То была сельская Мадонна, созданная для худородных рясофоров: не знатная дама, что держала бы их в отдалении, но мать, которая их всех вскормила, именно их родная мать! Как же здесь этого не поняли?
— Почему она не занимает почетное место в капелле, а пылится в конце коридора? — воскликнул Дюрталь.
Г-н Брюно переменил разговор:
— Должен вас предупредить, возношение Даров сегодня будет не после вечерни, как написано у вас в афишке, а после повечерия, так что эта служба начнется по крайней мере на четверть часа раньше.

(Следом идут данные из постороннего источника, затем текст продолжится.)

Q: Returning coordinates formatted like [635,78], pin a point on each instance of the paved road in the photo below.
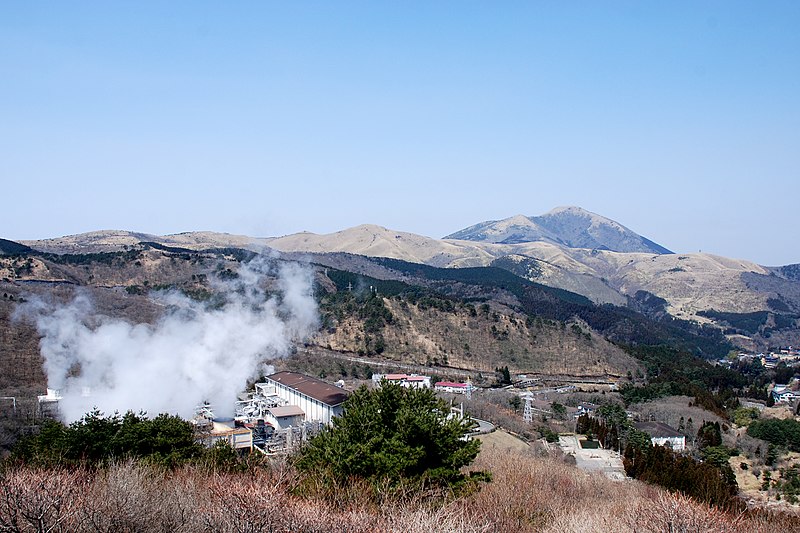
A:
[483,426]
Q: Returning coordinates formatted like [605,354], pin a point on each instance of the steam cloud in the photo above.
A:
[192,354]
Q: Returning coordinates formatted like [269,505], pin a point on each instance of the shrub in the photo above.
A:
[391,437]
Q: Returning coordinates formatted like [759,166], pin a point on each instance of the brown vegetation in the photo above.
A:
[485,340]
[527,494]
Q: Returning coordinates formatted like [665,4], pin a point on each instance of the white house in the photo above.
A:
[663,435]
[284,416]
[319,401]
[783,394]
[451,387]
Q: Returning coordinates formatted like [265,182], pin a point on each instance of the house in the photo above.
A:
[783,394]
[412,381]
[318,400]
[451,387]
[663,435]
[585,408]
[225,430]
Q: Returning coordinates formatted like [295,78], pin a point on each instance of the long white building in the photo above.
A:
[320,401]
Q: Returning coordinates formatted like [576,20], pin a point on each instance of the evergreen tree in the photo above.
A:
[392,435]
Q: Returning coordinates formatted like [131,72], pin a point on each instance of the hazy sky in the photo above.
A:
[678,120]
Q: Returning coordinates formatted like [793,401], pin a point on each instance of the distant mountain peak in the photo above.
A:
[570,226]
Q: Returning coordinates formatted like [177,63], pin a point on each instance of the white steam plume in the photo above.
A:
[193,353]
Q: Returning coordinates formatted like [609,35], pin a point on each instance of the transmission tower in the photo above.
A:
[527,414]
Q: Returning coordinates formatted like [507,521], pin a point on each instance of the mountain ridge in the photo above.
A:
[569,226]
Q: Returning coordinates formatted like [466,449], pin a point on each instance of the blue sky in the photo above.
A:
[678,120]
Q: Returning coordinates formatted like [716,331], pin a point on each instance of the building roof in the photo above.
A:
[312,387]
[286,410]
[450,384]
[657,429]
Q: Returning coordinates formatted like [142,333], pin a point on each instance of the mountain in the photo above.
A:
[12,248]
[566,226]
[567,248]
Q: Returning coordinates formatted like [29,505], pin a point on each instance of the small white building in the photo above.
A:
[451,387]
[319,401]
[411,381]
[783,394]
[663,435]
[225,430]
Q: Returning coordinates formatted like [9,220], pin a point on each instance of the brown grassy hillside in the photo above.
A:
[527,494]
[483,341]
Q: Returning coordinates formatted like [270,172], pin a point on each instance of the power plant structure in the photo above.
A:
[282,412]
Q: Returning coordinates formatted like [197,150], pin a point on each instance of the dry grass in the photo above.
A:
[527,494]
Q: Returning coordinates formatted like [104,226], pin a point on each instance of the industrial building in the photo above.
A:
[411,381]
[319,401]
[225,430]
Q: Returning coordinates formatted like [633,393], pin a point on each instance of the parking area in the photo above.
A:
[609,462]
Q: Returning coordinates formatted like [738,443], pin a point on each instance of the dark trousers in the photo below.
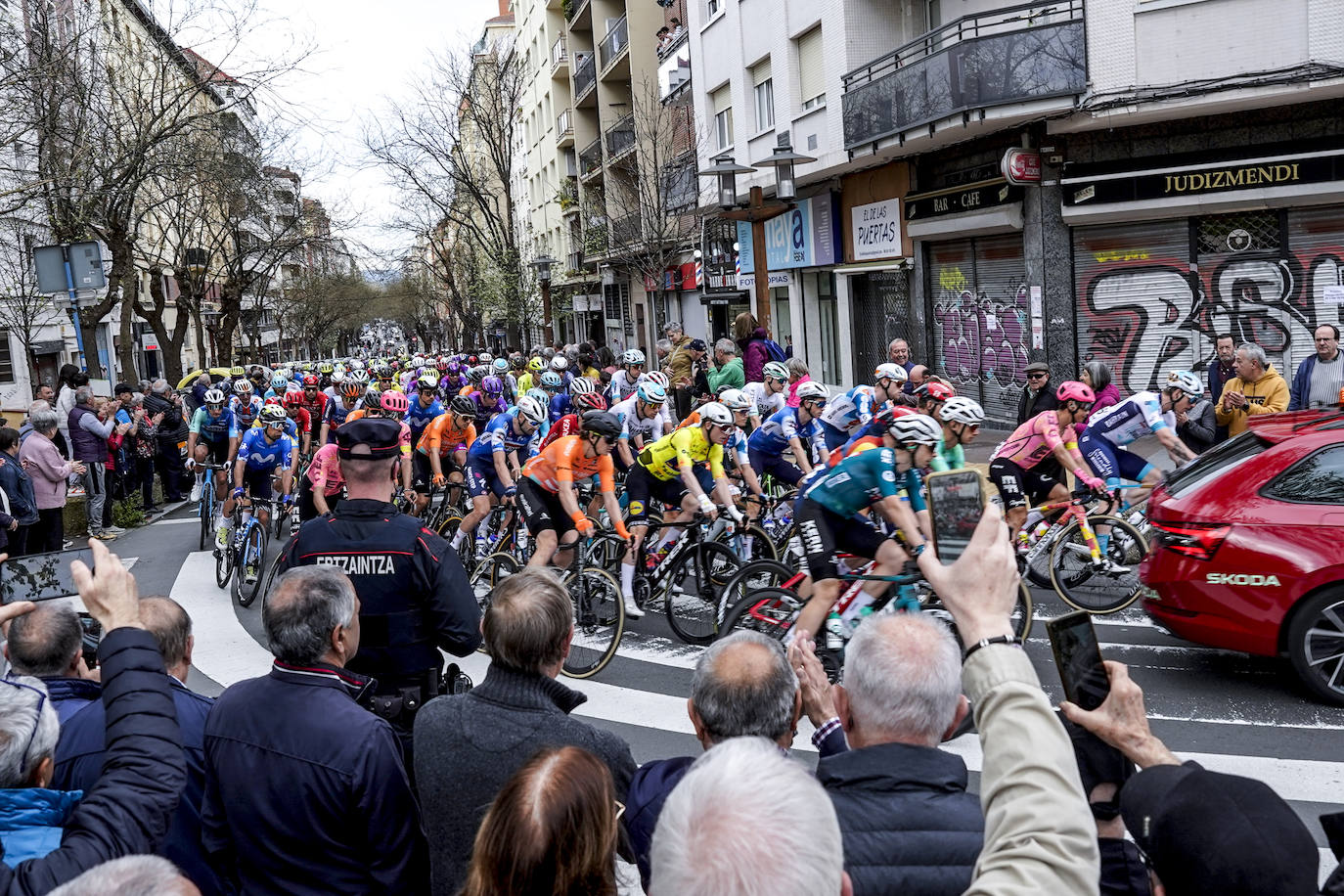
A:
[47,532]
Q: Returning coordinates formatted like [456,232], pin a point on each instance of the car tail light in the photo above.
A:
[1199,540]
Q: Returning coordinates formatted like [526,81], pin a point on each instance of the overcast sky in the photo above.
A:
[366,53]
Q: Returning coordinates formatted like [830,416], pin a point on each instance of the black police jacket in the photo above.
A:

И живущий поднялся к себе в келью, а Дюрталь направился к большому пруду. Там он улегся на кучу сухого тростника и стал смотреть, как волны, изгибаясь, разбивались подле него. Колыхание воды замкнутой, не имеющей исхода, не выходящей за пределы проточенного ею водоема, погрузило его в долгие раздумья.
Он размышлял: «Река — самый строгий символ деятельной жизни; ее можно видеть с самого рождения, на всем пути, во всех землях, которые она орошает; река исполняет предписанную задачу и только затем умирает, растворившись во блаженном успении моря; пруд же, вода, взятая в приют, заключенная в ограде камышей, им самим взращенных от орошения берегов его, сосредотачивался в себе, жил собственной жизнью, не исполнял, казалось, никакой известной людям работы, только блюл безмолвие да размышлял над бесконечностью неба.
Стоячая вода внушает мне тревогу, — продолжал Дюрталь. — Мне сдается, будто она, не имея возможности идти вширь, уходит вглубь, и там, где вода проточная лишь взаймы берет отражение глядящихся в нее предметов, она поглощает их и не отдает обратно. Конечно же, в этом пруду непрестанно всасываются глубиной и забытые облака, и пропавшие деревья, и даже чувства, мелькнувшие на лицах монахов, склонявшихся к нему. Эта вода насыщенна, а не пуста, как те, что тратят себя, разливаясь по полям и омывая города. Это созерцательная вода, покоящаяся в совершенном согласии с целомудренной монастырской жизнью.
В общем, — пришел он к выводу, — река здесь вовсе не имела бы смысла; она была бы проезжим гостем, осталась бы равнодушной, куда-то спешила бы и, уж во всяком случае, не была бы способна так успокаивать душу, как иноческая вода мирного пруда. О, как удалось святому Бернарду при основании Нотр-Дам де л’Атр благосочетать цистерцианский устав с выбранным местом!»